In Ullmans Installationen geht es um Themen der Erinnerung, um den Dreiklang von Vergangenheit - Gegenwart - Zukunft und um Metaphern erdgebundenen Seins. Zu seinen immer wiederkehrenden Motiven gehört dasjenige der Grube, dem eine Vielfalt von Bedeutungen zugeeignet werden kann: Verwundung der Erde, Fundort von Vergangenem, Geburtsstätte von etwas Neuem. Ullman selber fügt den vielfältigen Interpretationsmöglichkeiten seiner Gruben den Satz hinzu: Gräbt man ein Loch, erweitert man den Himmel.

In der Wiesbadener Ausstellung belegt Micha Ullman die Oktogone, Oberlichtsäle und die Rotunde der Kunstsammlung mit den Materialien Schiefer, Marmor und Anröchter Dolomit.
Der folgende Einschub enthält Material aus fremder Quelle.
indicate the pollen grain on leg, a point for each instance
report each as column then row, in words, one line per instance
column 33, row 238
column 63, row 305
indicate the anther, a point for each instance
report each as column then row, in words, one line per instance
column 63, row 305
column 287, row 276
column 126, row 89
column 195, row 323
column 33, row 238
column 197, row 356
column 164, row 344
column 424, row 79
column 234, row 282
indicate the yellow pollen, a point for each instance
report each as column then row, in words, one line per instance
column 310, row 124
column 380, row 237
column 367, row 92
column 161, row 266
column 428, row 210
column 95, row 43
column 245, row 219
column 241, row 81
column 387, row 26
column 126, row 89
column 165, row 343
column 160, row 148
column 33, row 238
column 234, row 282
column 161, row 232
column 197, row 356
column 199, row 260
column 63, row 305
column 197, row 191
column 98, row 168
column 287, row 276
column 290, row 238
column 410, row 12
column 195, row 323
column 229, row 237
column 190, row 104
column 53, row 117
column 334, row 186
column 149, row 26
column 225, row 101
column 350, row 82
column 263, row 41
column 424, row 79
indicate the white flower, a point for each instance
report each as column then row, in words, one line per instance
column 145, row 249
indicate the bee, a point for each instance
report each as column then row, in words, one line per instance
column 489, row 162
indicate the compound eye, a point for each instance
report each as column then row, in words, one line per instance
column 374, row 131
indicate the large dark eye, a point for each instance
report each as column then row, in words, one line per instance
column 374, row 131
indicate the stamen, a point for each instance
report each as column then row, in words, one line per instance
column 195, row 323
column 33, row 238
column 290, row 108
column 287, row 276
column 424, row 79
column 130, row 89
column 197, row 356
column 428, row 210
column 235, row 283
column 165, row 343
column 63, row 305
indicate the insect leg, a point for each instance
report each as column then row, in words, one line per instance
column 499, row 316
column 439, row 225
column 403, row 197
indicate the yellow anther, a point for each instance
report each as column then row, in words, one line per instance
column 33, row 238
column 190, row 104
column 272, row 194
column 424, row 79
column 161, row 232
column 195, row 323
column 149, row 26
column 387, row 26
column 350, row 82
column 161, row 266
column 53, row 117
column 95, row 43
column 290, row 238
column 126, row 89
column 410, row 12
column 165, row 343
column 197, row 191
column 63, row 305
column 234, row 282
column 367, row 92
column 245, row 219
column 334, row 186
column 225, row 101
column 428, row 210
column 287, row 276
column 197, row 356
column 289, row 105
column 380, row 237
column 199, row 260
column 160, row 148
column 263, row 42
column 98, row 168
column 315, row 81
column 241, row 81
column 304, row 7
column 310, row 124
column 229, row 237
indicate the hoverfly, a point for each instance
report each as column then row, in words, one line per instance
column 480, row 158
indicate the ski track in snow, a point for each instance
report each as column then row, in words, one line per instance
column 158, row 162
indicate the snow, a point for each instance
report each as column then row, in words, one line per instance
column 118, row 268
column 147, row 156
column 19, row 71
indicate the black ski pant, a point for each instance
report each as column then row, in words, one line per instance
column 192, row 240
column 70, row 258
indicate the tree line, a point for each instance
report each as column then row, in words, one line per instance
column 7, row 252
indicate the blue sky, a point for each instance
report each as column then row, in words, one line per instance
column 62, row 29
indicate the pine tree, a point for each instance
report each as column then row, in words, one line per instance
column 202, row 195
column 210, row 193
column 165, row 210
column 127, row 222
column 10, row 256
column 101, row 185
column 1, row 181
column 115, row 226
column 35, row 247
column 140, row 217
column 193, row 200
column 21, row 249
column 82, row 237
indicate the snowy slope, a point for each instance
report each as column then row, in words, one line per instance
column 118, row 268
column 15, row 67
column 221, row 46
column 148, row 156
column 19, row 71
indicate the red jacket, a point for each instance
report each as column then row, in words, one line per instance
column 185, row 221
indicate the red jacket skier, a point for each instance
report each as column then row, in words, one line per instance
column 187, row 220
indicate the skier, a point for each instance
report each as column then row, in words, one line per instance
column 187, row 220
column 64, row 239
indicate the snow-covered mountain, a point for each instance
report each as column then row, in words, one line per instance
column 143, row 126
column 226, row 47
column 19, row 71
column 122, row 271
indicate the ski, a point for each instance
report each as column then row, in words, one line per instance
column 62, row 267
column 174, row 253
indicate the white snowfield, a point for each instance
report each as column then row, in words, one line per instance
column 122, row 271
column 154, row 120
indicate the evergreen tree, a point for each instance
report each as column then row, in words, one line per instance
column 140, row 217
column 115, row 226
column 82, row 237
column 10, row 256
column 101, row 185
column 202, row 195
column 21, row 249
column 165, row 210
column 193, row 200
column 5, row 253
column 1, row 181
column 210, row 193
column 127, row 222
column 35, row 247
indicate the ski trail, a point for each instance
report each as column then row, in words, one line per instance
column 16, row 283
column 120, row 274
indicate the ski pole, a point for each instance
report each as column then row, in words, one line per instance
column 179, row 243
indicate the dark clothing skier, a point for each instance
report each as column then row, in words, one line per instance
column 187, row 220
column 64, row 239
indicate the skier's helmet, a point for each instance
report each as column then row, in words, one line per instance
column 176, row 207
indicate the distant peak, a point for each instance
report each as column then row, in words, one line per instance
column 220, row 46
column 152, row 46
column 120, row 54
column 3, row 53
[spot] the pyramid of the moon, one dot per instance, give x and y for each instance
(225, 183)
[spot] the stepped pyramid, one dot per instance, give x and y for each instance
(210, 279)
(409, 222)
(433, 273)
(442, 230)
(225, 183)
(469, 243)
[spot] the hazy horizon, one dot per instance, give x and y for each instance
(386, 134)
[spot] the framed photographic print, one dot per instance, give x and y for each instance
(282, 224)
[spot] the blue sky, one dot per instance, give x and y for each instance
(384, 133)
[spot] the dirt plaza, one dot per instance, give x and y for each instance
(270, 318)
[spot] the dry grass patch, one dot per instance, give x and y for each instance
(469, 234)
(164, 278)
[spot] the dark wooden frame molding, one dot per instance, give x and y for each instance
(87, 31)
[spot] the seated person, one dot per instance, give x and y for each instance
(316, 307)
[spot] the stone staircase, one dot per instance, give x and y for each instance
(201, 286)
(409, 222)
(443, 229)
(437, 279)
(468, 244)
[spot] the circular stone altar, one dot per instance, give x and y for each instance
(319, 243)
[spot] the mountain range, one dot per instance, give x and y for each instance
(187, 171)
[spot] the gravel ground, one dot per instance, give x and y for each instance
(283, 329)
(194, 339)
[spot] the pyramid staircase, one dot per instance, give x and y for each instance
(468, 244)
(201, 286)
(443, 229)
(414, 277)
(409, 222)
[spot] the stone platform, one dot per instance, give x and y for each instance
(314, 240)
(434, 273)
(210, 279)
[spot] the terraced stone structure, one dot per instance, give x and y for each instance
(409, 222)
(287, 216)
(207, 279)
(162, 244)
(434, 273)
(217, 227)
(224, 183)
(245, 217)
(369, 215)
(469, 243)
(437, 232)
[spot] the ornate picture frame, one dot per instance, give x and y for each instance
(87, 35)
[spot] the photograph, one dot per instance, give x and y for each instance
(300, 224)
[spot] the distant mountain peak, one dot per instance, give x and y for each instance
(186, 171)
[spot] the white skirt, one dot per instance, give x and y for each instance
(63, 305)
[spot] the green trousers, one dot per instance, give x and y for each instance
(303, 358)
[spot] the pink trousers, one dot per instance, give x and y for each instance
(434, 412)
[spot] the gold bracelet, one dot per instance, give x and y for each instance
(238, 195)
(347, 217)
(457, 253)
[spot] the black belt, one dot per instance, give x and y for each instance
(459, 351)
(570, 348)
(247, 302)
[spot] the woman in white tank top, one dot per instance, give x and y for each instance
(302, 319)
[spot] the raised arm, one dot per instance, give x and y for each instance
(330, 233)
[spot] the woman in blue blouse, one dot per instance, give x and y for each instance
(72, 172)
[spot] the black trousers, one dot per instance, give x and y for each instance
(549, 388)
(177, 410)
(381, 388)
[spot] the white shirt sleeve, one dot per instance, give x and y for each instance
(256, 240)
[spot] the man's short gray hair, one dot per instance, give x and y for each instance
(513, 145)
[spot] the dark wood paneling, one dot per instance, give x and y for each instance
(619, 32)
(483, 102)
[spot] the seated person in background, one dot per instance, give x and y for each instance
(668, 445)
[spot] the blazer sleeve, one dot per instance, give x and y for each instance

Auf diese Weise kreiert er einen zweiten Boden. Glas- oder sandgefüllte Aussparungen - Gruben - an ganz bestimmten Stellen dieses zweiten Bodens laden den Besucher dazu ein, gemeinsam mit dem Künstler darauf zu hören, was der ansonsten leere Raum erzählt: Die Geschichte von Sonnenaufgang und Sonnenuntergang zum Beispiel, also vom Licht, das sich morgens und abends in unterschiedlicher Färbung an besonderen Punkten des Raumes fängt. Oder die Geschichte von den Begegnungen, die in diesen Räumen stattfinden, zwischen Menschen, die sich kennen oder die sich fremd sind, zwischen Besuchern und Wärtern, zwischen Künstlern und Betrachtern. Vielleicht auch die Geschichte vom Raum selbst, der einmal nicht auf die Kunst, sondern nur auf sich selber aufmerksam machen will, indem er nichts anderes zeigt, als das, was schon ist: Proportionen, Öffnungen für den Einfall des Lichts, Türen zum Öffnen und Schließen, Deckenreliefs oder ein steinernes Mosaik. Auf den ersten Blick wirken die Aussparungen zufällig, man könnte sie auch als eine abstrakte Geometrie lesen. Erst bei genauerem Hinsehen erschließt sich der Verweis auf die Eigenschaften und die Merkmale des Raumes: In den Oktogonen ist es der Lauf der Gestirne, den man verfolgen kann. In den Oberlichtsälen entfaltet sich ein Positiv-Negativ-Spiel mit den Fenstern und Türen, die, einer Kreisgeometrie folgend, auf den Boden geklappt scheinen. Den Himmel suche ich unten, nicht oben, kommentiert Micha Ullmann diese Vorgehensweise. In der Rotunde schließlich, einem elliptischen Raum mit Reliefmasken auf umlaufenden Deckengesimsen und einem Tiermosaik in der Mitte des Terrazzobodens geben die auf dem Boden verteilten Aussparungen des Marmor-Schieferbodens Hinweise auf eine geheimnisvolle Mahlzeit.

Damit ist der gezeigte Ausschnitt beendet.